13.2 Subsequent charge without card authentication

  1. Obtain OAuth access token. Endpoint: /pl/standard/user/oauth/authorize. Method: POST
  2. Retrieve available payment methods, including multi-use card token. Endpoint: /api/v2_1/paymethods. Method: GET
  3. Prepare OrderCreateRequest, insert multi-use card token and submit the request. Endpoint: /api/v2_1/orders. Method POST.
  4. Receive notification with order status sent to address specfied by you in notifyUrl.
  5. Optionally, only when you do not have auto-receive enabled on your POS: capture the order. Endpoint: /api/v2_1/orders/{orderId}/status. Method: PUT.
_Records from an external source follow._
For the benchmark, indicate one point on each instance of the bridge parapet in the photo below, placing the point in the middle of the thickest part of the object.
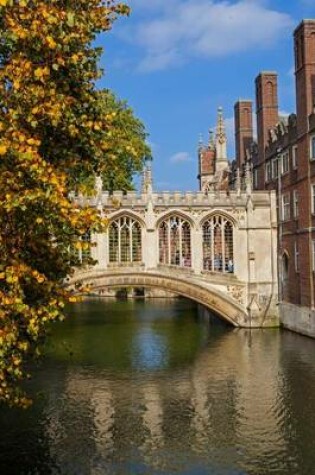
(179, 199)
(227, 298)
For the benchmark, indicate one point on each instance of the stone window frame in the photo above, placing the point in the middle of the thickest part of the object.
(268, 172)
(285, 205)
(218, 244)
(125, 240)
(285, 163)
(275, 168)
(83, 253)
(174, 242)
(294, 157)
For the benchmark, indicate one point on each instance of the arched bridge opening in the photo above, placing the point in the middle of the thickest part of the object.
(216, 301)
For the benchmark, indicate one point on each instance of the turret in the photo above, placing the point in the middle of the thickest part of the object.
(221, 143)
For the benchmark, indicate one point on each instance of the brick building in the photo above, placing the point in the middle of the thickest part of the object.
(283, 159)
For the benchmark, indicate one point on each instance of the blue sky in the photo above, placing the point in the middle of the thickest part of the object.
(177, 61)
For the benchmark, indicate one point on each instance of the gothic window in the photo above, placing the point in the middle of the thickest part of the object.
(269, 93)
(83, 248)
(218, 253)
(125, 240)
(285, 163)
(285, 277)
(294, 157)
(175, 242)
(286, 207)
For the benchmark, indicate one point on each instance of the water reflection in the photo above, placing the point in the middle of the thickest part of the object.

13.3 Subsequent charge with full card authentication

  1. Obtain OAuth access token. Endpoint: /pl/standard/user/oauth/authorize. Method: POST
  2. Retrieve available payment methods, including multi-use card token. Endpoint: /api/v2_1/paymethods. Method: GET
  3. Prepare OrderCreateRequest, insert multi-use card token and submit the request. Endpoint: /api/v2_1/orders. Method POST.
  4. Handle the WARNING_CONTINUE_3DS status provided in OrderCreateResponse by redirecting the user to redirectUri provided in the response.
  5. Handle the WARNING_CONTINUE_CVV status added to continueUrl.
  6. Receive notification with order status sent to address specfied by you in notifyUrl.
  7. Optionally, only when you do not have auto-receive enabled on your POS: capture the order. Endpoint: /api/v2_1/orders/{orderId}/status. Method: PUT.

13.4 Subsequent charge with partial card authentication

  1. Obtain OAuth access token. Endpoint: /pl/standard/user/oauth/authorize. Method: POST
  2. Retrieve available payment methods, including multi-use card token. Endpoint: /api/v2_1/paymethods. Method: GET
  3. Prepare OrderCreateRequest, insert multi-use card token and submit the request. Endpoint: /api/v2_1/orders. Method POST.
  4. Handle the WARNING_CONTINUE_3DS or WARNING_CONTINUE_CVV status provided in OrderCreateResponse.
  5. Receive notification with order status sent to address specfied by you in notifyUrl.
  6. Optionally, only when you do not have auto-receive enabled on your POS: capture the order. Endpoint: /api/v2_1/orders/{orderId}/status. Method: PUT.